According to the findings of a study conducted on interval training last year, one minute of intense exercise may have the same benefits as 45 minutes of moderate exercise. Kondo encourages us to truly love the possessions in our house, and to not have too many of them. And according to science, this is probably a smart move when you're planning your workouts is well.

In fact, Martin Gibala, a professor of kinesiology who was part of this research, wrote an entire book around this very topic, aptly title The One-Minute Workout. So yes, busy people—less can be more, even when it comes to exercise.
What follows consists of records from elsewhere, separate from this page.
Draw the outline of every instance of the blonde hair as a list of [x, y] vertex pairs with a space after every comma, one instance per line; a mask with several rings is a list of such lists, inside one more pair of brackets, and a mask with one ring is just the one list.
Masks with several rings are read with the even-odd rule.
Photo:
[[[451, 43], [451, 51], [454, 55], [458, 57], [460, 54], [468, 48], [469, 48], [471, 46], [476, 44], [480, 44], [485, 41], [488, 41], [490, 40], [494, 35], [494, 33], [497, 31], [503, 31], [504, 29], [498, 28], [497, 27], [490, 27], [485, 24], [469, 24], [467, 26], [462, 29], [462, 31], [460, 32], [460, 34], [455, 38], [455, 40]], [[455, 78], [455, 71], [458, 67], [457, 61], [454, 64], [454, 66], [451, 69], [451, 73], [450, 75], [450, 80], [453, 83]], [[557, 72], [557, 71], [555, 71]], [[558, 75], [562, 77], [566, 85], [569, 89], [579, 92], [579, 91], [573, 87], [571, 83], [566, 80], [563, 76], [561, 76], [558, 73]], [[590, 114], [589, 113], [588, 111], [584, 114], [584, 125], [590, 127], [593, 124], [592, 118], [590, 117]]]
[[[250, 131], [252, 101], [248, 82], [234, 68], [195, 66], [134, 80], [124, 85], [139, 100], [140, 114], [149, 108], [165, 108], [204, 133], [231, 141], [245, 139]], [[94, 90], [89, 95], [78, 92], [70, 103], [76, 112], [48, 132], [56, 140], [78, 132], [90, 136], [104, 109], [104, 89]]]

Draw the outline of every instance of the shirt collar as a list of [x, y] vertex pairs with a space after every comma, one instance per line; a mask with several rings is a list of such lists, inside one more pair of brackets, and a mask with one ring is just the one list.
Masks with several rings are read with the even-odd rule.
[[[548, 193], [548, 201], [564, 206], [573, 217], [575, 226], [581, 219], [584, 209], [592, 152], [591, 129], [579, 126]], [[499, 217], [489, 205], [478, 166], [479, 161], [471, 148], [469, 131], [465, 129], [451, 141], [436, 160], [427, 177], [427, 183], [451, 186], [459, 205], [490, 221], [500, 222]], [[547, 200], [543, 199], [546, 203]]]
Make sure you love your activewear, too.

If you're keeping your ratty old sports bra from high school because you might need it someday, it's probably time to throw it away or donate it. Because chances are, you won't need that sports bra later, and every time you put it on it's dragging you down.

In The Life-Changing Magic of Tidying Up, Kondo writes, "although intuitively we know that an object has no attraction for us, our reason raises all kind of arguments for not discarding it, such as, 'I might need it later' or 'it's a waste to get rid of it.' These thoughts spin round and round in our minds, making it impossible to let go.'"
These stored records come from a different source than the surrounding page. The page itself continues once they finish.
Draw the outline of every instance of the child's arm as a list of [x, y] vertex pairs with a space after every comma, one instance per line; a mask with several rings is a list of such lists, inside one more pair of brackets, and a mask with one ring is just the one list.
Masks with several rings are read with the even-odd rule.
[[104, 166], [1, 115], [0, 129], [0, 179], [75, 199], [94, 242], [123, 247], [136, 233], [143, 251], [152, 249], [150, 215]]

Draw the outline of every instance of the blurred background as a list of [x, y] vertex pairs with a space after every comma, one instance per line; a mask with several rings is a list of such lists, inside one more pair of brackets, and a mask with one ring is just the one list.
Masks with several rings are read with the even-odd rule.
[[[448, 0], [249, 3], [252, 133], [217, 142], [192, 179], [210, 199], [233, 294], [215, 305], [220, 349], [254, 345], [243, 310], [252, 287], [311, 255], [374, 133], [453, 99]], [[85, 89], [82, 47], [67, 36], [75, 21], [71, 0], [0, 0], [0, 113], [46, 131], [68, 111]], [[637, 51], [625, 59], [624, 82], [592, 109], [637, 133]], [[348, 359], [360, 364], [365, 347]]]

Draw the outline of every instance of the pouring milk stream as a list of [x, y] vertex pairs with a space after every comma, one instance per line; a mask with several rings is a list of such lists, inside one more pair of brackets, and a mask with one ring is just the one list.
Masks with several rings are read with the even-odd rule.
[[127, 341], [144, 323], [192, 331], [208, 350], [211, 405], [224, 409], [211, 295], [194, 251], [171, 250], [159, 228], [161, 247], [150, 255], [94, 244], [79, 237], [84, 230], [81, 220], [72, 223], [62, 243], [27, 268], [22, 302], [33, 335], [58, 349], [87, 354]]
Sure, you might find yourself in a sticky situation once in a while on laundry day if you only own activewear that you love. But won't you be more likely to actually go to yoga or the gym if you're always wearing an outfit that you feel good in?

If you're still not convinced, consider this: A 2012 study found that we assign symbolic meaning to our clothing. So if we invest in our activewear and love it enough that we'll wear it to other events—brunch, or even happy hour—we're probably more likely to exercise.

"I think it would make sense that when you wear athletic clothing, you become more active and more likely to go to the gym and work out," researcher Hajo Adam told the Atlantic.

Take a deep breath, let go of the things you don't love, and restart your fitness journey. You've got this.